Entonces: la política cambió, los ejes de lo que era “normal” y “tradicional” tuvo otro sentido y el sentido político de la comunicación entró en un escenario de disputa y de conflicto permanente.
3.- Los medios públicos, les guste o no, tengamos o no la aprobación del Vaticano de la prensa (hablo de la SIP y esas otras cosas que supuestamente son el paradigma del periodismo serio e independiente), también fueron un escenario de disputa. Una disputa interna por las siguientes razones y que deberían contemplarse en una posible reforma a la Ley de Comunicación:
- La política editorial, su dirección editorial y la definición de su rol en un espacio y un escenario donde predomina, ahora, una sola visión de lo que debe ser la comunicación.
- El financiamiento y la administración, sin desconocer la autonomía e independencia para fortalecer procesos a largo plazo, independientemente de quien esté en el gobierno o la mayoría de la Asamblea.

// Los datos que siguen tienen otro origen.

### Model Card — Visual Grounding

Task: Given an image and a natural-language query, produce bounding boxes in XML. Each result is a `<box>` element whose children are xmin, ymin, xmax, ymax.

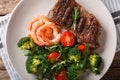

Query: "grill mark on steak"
<box><xmin>48</xmin><ymin>0</ymin><xmax>101</xmax><ymax>49</ymax></box>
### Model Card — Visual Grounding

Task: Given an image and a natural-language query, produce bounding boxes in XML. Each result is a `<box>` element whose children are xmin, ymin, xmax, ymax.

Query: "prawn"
<box><xmin>29</xmin><ymin>15</ymin><xmax>61</xmax><ymax>46</ymax></box>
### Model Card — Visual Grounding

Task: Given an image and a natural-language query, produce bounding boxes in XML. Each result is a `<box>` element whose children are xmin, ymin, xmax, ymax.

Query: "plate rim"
<box><xmin>5</xmin><ymin>0</ymin><xmax>117</xmax><ymax>79</ymax></box>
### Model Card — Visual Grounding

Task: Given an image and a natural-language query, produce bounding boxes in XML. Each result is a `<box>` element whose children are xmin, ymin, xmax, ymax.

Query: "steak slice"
<box><xmin>48</xmin><ymin>0</ymin><xmax>101</xmax><ymax>49</ymax></box>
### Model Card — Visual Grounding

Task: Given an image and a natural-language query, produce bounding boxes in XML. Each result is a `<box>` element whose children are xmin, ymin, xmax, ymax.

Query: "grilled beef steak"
<box><xmin>48</xmin><ymin>0</ymin><xmax>101</xmax><ymax>49</ymax></box>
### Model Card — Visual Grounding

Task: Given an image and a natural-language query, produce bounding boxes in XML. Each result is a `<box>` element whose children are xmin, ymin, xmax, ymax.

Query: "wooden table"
<box><xmin>0</xmin><ymin>0</ymin><xmax>120</xmax><ymax>80</ymax></box>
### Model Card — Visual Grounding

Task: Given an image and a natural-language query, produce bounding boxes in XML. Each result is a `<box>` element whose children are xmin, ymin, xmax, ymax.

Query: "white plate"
<box><xmin>6</xmin><ymin>0</ymin><xmax>117</xmax><ymax>80</ymax></box>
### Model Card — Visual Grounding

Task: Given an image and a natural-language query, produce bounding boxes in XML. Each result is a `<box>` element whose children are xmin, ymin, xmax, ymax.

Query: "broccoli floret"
<box><xmin>26</xmin><ymin>55</ymin><xmax>42</xmax><ymax>73</ymax></box>
<box><xmin>89</xmin><ymin>54</ymin><xmax>102</xmax><ymax>74</ymax></box>
<box><xmin>68</xmin><ymin>47</ymin><xmax>81</xmax><ymax>62</ymax></box>
<box><xmin>17</xmin><ymin>37</ymin><xmax>35</xmax><ymax>50</ymax></box>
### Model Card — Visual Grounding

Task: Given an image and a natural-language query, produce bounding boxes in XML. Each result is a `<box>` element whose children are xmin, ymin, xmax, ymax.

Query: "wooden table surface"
<box><xmin>0</xmin><ymin>0</ymin><xmax>120</xmax><ymax>80</ymax></box>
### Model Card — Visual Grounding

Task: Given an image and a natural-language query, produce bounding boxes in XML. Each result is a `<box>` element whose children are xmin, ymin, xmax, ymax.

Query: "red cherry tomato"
<box><xmin>78</xmin><ymin>44</ymin><xmax>86</xmax><ymax>52</ymax></box>
<box><xmin>48</xmin><ymin>52</ymin><xmax>62</xmax><ymax>62</ymax></box>
<box><xmin>54</xmin><ymin>69</ymin><xmax>67</xmax><ymax>80</ymax></box>
<box><xmin>61</xmin><ymin>31</ymin><xmax>75</xmax><ymax>46</ymax></box>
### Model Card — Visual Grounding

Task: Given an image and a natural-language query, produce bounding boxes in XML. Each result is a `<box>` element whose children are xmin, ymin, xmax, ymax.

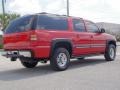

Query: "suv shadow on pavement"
<box><xmin>0</xmin><ymin>59</ymin><xmax>108</xmax><ymax>81</ymax></box>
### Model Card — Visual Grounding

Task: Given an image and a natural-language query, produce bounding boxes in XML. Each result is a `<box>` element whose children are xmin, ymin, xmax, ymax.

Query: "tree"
<box><xmin>0</xmin><ymin>13</ymin><xmax>20</xmax><ymax>30</ymax></box>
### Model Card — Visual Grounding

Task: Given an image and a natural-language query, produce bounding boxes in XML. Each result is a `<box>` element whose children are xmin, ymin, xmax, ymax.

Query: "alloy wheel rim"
<box><xmin>109</xmin><ymin>48</ymin><xmax>115</xmax><ymax>59</ymax></box>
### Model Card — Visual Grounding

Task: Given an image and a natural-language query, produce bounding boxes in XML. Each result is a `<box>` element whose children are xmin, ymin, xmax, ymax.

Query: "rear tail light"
<box><xmin>30</xmin><ymin>35</ymin><xmax>37</xmax><ymax>41</ymax></box>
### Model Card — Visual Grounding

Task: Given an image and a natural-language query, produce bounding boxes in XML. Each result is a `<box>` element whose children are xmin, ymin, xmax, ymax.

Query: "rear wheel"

Al menos en mis seis años al frente de El Telégrafo esa fue una de las mayores tensiones: la política editorial y la autonomía administrativa y financiera. Por suerte en el diario hubo siempre autofinanciamiento y cierto margen de maniobra para la toma de decisiones en los recursos y el personal.
Creo que la constitución de una empresa pública de medios públicos ni fue la más adecuada ni la que mejor ahora genera una desarrollo administrativo y financiero para su autonomía.
Los llamados al diálogo para abordar este tema, el de los medios públicos, no ha desatado ni la reflexión ni el análisis del sentido de lo público en la comunicación. Hemos vuelto otra vez al estribillo de la rentabilidad, el gasto público y el supuesto derroche de recursos.
Yo insistiré en la autonomía económica y financiera, en la independencia administrativa y editorial, con base a una política pública, con recursos de por medio, que garanticen el derecho a la información de los ciudadanos.
Una opción es la creación de un consejo administrativo nombrado por un ente colegiado con representación de la ciudadanía, los poderes del Estado y periodistas y facultades de comunicación.
De eso hay que debatir, pero no para darle la razón a la prensa privada en sus consabidos conceptos de que la mejor ley es la que no existe y que al Estado no le corresponde asumir la comunicación pública.
4.- Y todo lo que se haga pasa por una situación concreta: hay crisis en el periodismo. No lo va a resolver una ley ni un gobierno cualquiera. Eso pasa por una discusión de otra naturaleza.
- No tenemos medios de comunicación para el ejercicio del periodismo responsable sino para sustentar la lógica del mercado y de la farándula política y de entretenimiento.
- Los periodistas no son ya generadores de sentido ciudadano. Y si lo hacen desde la política es a favor de unos grupos, intereses y vanidades.
- La verdad ha pasado a ser un objeto de manipulación morbosa. Y si a eso se suma que la explicación de la historia presente y los procesos sociales, políticos y económicos pasan por un filtro de mediocridad, baja calidad y muy poca reflexión histórica.
- Las redes sociales ahora son los medios por excelencia y ahí pierde el periodismo y de plano la ciudadanía.
- Los medios tradicionales, en su angustia de sobrevivir económicamente, ceden a toda presión del mercado en detrimento de la verdad y la calidad.
5.- Una posible reforma a la Ley de Comunicación pasa por fortalecer el sistema de comunicación pública, que no solo es y debe ser los medios públicos. Ahí hay que incluir a los medios comunitarios y a un sistema de educación superior.